Clearly, evolutionary characters and character states can be represented using an EQ system as mutant phenotypes are. However there is a major difference in the two data models: the data formats being developed for mutant phenotype EQ statements store only a list of phenotype value statements, with no place to reference an independent character. So you may have a data set like this:

Genotype Entity Quality
fish1 dorsal fin round
fish2 dorsal fin lobate
fish2 dorsal fin red
fish1 pectoral fin blue

If these fish are different species, you can see that there are 2 values for the character "dorsal fin shape", 1 value for "dorsal fin color", and 1 value for "pectoral fin color". But nowhere in the existing EQ data formats is the character stored. We have to infer it from the PATO hierarchy to generate a matrix like this:

Species dorsal fin shape dorsal fin color pectoral fin color
fish1 round ? blue
fish2 lobate red ?

So the problem is that the existing EQ system (and formats such as PhenoSyntax and PhenoXML) only stores a list of character states, and cannot group those states into characters. Storing only character states would be perfectly adequate for most of the data integration benefits provided by the PhenoScape project. However, evolutionary data is often described in the character+character state framework, and a few reasons why we may want to preserve this are listed below. Possible solutions to this problem for evolutionary data are: 1) Only storing character values and automatically generating characters when a matrix is desired, or 2) Finding a way to code and store EQ statements for both characters and character states.

Possible solutions

Automatically inferring characters from character states using PATO

PATO does not distinguish qualities representing values from those representing attributes, except that values descend from attributes in the hierarchy. But given an arbitrary value, it is not possible to automatically infer the attribute it is a value for. Many values are children of other values - for example, "bright blue" and "dark blue" are children of "blue". You need to traverse up two levels to reach the attribute "color". Also, some terminal terms in PATO are not values - they are attributes for which no values are defined in PATO. Examples are "acceleration" and "buoyancy".

Patofragment.png

In order to automatically generate a character matrix from EQ data in Phenote, Attribute and Value slims were added to PATO. These slims are categories which are applied to each term in PATO, so that software can determine the use of each term. In the Phenote NEXUS-format exporter, the list of phenotype statements is grouped into characters based on whether they share a nearest common Attribute ancestor. Problems:

  • In order for this to work, the Attribute and Value slims must continue to be maintained by curators as terms are added to PATO. However no one else seems to be using these slims at this time.
  • A researcher may be interested in coding a character such as "fin morphology", with various species having values "lobate", "stubby", and "elongated". However, without a way to store the desired character attribute, the current Phenote NEXUS exporter would see these phenotypes as states for the separate characters "fin shape", "fin size", and "fin length", respectively ("morphology" is a deeper ancestor of these 3 attributes). Conversely, if the researcher was generating a matrix from a database of EQ statements by choosing an entity-attribute pair such as "fin morphology", what should happen if a given species has values for both "fin lobate" and "fin elongated" - i.e. would this be a different character state from another species which was only coded for "fin lobate"?
  • The original publication may have valuable textual information describing the character, independent of particular character states. We may want a place to preserve this.

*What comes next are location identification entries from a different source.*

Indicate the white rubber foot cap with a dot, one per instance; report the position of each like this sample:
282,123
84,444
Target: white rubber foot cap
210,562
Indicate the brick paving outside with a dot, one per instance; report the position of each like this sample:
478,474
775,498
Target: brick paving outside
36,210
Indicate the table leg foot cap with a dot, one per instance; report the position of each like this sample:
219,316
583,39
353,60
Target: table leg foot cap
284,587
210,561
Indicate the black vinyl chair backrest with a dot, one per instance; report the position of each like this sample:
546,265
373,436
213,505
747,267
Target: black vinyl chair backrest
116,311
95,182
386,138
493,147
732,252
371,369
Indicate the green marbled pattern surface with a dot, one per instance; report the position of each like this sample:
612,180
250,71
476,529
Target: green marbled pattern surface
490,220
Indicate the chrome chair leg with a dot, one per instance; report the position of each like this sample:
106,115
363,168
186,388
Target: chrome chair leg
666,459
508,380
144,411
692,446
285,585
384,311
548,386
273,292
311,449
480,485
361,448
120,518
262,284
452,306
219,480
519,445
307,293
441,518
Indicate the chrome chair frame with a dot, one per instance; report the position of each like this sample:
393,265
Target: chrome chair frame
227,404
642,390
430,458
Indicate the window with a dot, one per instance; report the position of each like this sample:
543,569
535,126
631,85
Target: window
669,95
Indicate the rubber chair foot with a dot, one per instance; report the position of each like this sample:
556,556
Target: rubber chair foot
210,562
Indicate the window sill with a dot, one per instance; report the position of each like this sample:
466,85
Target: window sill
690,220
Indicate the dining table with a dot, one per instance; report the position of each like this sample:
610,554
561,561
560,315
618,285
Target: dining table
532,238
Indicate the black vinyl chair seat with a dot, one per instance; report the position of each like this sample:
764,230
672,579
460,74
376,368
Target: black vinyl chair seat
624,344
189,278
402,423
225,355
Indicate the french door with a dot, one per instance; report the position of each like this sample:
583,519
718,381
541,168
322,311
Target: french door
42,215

Storing EQ statements for both characters and character states

It would be possible to store EQ statements for both characters (Entity+Attribute) and character states (maybe just Value), either by defining a custom data format or by extending PhenoXML and PhenoSyntax. Probably, given a character such as "dorsal fin color", valid values would only be PATO descendants of "color", such as "red" or "bright blue". However this approach may have some problems as well:

  • It would require development of a specialized data model and prevent the use of the current NCBO standards.
  • Such extensions to the PhenoXML standard may not be desired by the current developers and users.
  • If an ancestor-descendant relationship between attributes and values is desired, this coding would not be robust to future rearrangements of PATO (where a value may not descend from a particular attribute in the future, and so becomes an invalid statement).